Of course, his statement doesn’t completely rule out the possibility and the organization will likely be interested in a second tier of free-agent wideouts that would include Indianapolis veteran Reggie Wayne and New Orleans’ Robert Meachem, but it appears the Ravens will rely on the draft if they want to acquire a receiver with huge upside.
Newsome remains open to using the team’s 29th pick in the first round to draft a wide receiver, and a number of attractive prospects could be available such as Notre Dame’s Michael Floyd, LSU’s Reuben Randle, and Mohamed Sanu of Rutgers.
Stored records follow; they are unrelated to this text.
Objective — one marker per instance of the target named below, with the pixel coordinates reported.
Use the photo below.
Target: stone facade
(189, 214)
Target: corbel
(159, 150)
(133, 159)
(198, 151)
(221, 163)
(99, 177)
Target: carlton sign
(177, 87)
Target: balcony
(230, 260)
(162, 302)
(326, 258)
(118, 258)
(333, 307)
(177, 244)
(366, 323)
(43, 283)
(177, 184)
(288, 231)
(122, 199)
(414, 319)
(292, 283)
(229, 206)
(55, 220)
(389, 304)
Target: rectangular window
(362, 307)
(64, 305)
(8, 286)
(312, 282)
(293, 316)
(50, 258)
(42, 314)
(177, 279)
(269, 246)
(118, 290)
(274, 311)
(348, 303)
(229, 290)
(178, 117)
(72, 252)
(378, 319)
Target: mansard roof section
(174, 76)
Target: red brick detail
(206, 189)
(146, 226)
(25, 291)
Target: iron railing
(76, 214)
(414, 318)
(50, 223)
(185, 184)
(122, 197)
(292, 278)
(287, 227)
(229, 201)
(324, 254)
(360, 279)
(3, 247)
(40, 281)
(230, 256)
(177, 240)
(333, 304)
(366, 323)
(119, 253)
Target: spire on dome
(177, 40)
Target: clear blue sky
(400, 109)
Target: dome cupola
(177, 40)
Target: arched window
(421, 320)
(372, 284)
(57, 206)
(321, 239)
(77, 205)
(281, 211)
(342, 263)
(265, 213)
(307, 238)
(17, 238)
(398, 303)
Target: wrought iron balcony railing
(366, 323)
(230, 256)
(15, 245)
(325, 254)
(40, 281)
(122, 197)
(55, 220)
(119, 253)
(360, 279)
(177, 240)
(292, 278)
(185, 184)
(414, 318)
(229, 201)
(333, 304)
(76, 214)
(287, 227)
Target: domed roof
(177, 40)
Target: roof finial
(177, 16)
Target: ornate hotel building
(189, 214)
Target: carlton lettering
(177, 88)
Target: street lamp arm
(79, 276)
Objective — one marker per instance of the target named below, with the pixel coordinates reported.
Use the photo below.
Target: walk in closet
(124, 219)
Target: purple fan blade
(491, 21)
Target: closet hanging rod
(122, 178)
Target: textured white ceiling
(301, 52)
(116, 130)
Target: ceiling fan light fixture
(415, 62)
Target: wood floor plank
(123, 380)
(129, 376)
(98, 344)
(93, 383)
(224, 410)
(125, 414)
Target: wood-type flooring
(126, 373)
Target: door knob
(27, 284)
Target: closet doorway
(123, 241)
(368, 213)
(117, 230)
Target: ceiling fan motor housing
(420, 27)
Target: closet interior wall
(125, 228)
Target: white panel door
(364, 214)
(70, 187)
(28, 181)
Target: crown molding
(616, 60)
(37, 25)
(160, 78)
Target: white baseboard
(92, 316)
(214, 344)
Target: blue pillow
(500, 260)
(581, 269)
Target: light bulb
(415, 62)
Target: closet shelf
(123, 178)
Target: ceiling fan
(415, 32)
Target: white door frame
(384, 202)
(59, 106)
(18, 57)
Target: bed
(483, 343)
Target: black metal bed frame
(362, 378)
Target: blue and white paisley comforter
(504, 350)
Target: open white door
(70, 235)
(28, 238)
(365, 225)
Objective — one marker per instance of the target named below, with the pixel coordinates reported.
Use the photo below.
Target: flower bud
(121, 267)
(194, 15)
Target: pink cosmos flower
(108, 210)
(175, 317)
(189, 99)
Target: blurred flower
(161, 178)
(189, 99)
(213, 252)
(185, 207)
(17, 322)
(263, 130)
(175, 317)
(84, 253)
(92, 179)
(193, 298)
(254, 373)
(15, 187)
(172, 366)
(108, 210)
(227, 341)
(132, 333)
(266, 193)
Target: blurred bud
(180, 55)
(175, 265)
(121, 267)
The possibility of potentially pursuing Steelers wide receiver Mike Wallace appears highly unlikely based on Newsome’s comments in Indianapolis on Friday afternoon. Wallace is a restricted free agent, meaning the Ravens would not only have to sign the speedy wideout to a contract too rich for Pittsburgh to match but they would also have to to forfeit their first-round pick to bring him to Baltimore.
The Ravens have always valued their first-round choices over the years, which isn’t difficult to understand considering how successful they’ve been in finding prime talent that comes at an affordable price. Paying a premium price for Wallace in addition to forfeiting their top pick just doesn’t sound appetizing to Newsome.
“The problem with going after restricted free agents is, at that point, the player and the agent have the leverage,” said Newsome, who was not asked specifically about Wallace nor did he mention him by name. “You have to do a deal that you don’t think the other team will match. Then, giving up a first-round pick and with the new rules, the amount of money you have to pay over the first four years is not like it was on the previous [collective bargaining agreement].”
The Ravens will continue to evaluate all possible options and aren’t going to tip their hand this early in the process, so nothing can be ruled out at this point.
“If you get the right player – like Ozzie says – for the right price, that’d be something we’d be looking at,” Harbaugh said.